Menurut Kepala Subdirektorat Akuisisi Arsip III Ormas, Perseorangan, dan Sejarah Lisan Yosephine Hutagalung, proses pengambilalihan arsip pribadi memakan waktu sekira satu tahun. Seluruh foto yang dkumpulkan kemudian diriset kembali untuk diberi konteks waktu dan peristiwa. Upaya menambah khazanah arsip perorangan juga dibarengi dengan pembuatan arsip sejarah lisan yang bisa memperkaya sumber periset biografi tokoh. Dalam pembuatan arsip sejarah lisan Ir. Djuanda Kertawidjaja, misalnya, ANRI telah mewawancara anak bungsunya, Noorwati Djuanda. Dokumen penting yang diserahkan oleh keluarga Ir. Djuanda Kartawidjaja merupakan catatan sidang pleno Komite Nasional Indonesia Pusat (KNIP) di Solo pada 25 Februari hingga 7 Maret 1946.
Baca juga:
Sebelumnya, pihak ANRI juga meminta arsip perorangan dari Ciputra mengingat ia punya banyak karya dalam pembangunan kota Jakarta. Sayangnya, kondisi kesehatan Ciputra tidak memungkinkan. “Tadinya kami mau membuat proyek sejarah lisan ke Pak Ciputra, namun sayangnya beliau sedang dirawat di rumahsakit dan tidak bisa diwawancara,” kata Yosephine.
Sementara, penyerahan arsip Ir. Suharto sudah dimulai sejak November 2018. Semula keluarga hanya menyerahkan arsip foto namun ketika Ir. Suharto meninggal pada Agustus 2019, seluruh arsip diserahkan pada ANRI. Koleksi paling menonjol ialah rancangan pesawat XT-400 sebagai pesawat perintis. Ada pula kumpulan foto dan dokumen Ir. Suharto dari 1966-2017.

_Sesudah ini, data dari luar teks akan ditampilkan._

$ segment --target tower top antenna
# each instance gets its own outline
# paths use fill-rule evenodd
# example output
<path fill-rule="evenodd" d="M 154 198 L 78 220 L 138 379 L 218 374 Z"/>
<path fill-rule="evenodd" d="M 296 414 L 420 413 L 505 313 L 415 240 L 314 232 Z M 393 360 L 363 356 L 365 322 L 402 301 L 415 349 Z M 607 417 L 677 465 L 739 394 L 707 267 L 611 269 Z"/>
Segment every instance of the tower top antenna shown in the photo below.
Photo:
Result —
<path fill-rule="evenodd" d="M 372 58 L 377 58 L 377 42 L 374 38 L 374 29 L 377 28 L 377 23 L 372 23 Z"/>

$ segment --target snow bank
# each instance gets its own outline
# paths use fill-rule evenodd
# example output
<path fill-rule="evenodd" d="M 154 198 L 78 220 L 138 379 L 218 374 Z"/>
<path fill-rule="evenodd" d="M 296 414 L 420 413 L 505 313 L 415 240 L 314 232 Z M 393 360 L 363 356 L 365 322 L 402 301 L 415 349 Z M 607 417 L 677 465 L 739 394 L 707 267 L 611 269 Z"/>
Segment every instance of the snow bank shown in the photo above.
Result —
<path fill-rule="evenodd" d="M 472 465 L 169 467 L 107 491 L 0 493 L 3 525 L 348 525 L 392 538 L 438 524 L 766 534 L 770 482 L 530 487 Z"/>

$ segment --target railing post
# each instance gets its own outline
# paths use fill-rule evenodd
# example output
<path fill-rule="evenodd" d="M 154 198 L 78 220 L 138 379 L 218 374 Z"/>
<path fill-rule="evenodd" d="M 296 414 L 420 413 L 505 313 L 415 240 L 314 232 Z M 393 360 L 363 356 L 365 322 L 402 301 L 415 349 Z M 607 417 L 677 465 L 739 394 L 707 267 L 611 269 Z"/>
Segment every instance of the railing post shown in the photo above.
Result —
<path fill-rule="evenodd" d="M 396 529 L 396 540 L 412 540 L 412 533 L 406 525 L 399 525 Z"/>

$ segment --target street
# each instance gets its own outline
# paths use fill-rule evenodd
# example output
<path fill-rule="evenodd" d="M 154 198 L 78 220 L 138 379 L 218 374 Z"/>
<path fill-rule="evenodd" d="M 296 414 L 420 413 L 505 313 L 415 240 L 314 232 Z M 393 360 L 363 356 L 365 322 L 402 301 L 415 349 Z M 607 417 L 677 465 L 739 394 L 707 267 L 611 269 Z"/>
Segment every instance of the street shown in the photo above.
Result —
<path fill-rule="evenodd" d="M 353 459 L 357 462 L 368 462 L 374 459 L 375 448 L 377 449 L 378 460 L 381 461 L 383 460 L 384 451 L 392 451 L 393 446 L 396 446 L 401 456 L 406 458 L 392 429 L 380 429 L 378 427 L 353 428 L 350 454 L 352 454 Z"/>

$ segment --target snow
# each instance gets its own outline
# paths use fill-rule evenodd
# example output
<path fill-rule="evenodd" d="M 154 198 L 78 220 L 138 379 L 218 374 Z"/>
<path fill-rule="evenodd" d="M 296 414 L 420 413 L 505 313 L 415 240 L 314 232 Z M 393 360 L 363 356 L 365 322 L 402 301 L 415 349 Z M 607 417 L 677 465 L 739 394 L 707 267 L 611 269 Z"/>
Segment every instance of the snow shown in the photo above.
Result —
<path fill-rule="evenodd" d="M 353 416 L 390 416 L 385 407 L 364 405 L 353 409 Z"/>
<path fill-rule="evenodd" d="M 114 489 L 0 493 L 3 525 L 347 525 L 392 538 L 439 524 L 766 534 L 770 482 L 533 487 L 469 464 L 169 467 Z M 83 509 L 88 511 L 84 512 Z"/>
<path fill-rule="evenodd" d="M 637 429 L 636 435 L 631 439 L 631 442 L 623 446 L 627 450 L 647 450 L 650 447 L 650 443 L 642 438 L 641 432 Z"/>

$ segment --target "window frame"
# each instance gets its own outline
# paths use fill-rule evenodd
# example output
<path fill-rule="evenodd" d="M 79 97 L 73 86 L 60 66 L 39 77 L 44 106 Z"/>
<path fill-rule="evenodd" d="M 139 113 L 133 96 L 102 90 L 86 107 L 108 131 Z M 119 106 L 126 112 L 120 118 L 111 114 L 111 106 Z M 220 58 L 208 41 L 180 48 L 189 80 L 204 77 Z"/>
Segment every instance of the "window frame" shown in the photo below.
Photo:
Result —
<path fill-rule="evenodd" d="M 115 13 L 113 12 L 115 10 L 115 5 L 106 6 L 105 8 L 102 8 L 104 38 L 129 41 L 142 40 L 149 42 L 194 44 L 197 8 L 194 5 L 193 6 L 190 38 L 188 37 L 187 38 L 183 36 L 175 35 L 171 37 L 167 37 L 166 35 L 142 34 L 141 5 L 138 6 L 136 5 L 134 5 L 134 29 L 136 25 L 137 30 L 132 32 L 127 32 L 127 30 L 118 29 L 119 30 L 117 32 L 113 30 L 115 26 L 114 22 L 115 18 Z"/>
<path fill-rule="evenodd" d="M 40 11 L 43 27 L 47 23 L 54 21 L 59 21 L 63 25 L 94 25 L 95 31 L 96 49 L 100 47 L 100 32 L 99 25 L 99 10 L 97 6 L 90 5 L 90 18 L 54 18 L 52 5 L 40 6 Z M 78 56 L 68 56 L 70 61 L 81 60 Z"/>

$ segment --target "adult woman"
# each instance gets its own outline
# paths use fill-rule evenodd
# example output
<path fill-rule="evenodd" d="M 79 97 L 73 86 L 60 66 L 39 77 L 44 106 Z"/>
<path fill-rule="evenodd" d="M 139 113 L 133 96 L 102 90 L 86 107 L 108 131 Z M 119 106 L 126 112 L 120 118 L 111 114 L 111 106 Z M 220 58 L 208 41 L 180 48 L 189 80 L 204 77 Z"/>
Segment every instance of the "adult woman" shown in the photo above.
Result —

Mengenai arsip dr. Rusmono, isinya berupa kumpulan disposisi Presiden Soeharto dan Ibu Tien Soeharto kepada Rusmono selama menjabat sebagai dokter kepresidenan pada 1986-1995. Terdapat pula arsip foto pelaksanaan Pepera (Penentuan Pendapat Rakyat) di Fakfak yang diserahkan Rajab Leasa.
Baca juga:
Penyerahan arsip Emma Poeradiredja, dilakukan selama setahun. “Pengerjaan Arsip Bu Emma sudah dilakukan sejak pertengahan 2018. Sejauh ini koleksi arsip era pergerakan nasional masih sedikit, khususnya perempuan. Maka arsip dari Bu Amara jadi penting untuk melengkapi koleksi ANRI,” kata Suryagung, arsiparis yang mengerjakan akuisisi arsip Emma Poeradiredja.
Dalam proses penyerahan arsip ini, Amara memberikan delapan buku, arsip foto, surat, naskah pidato, dan dokumen kegiatan Emma. Namun Amara meminta agar ANRI memberikan salinannya. “Kalau yang asli boleh diambil, tapi setidaknya saya punya salinannya. Jadi ketika ada yang bertanya tentang Bu Emma saya punya pegangan,” kata Amarawati.
Arsip yang diserahkan dari keluarga Emma terhitung paling banyak lantaran Amara cukup rajin menata dan mendaftar peninggalan Emma. “Semua yang saya simpan dan koleksi itu penting. Untuk kenangan saya tentang Bu Emma, juga untuk diwariskan ke anak cucu saya. Kita nggak bisa melupakan sejarah yang begitu dekat,” kata Amara.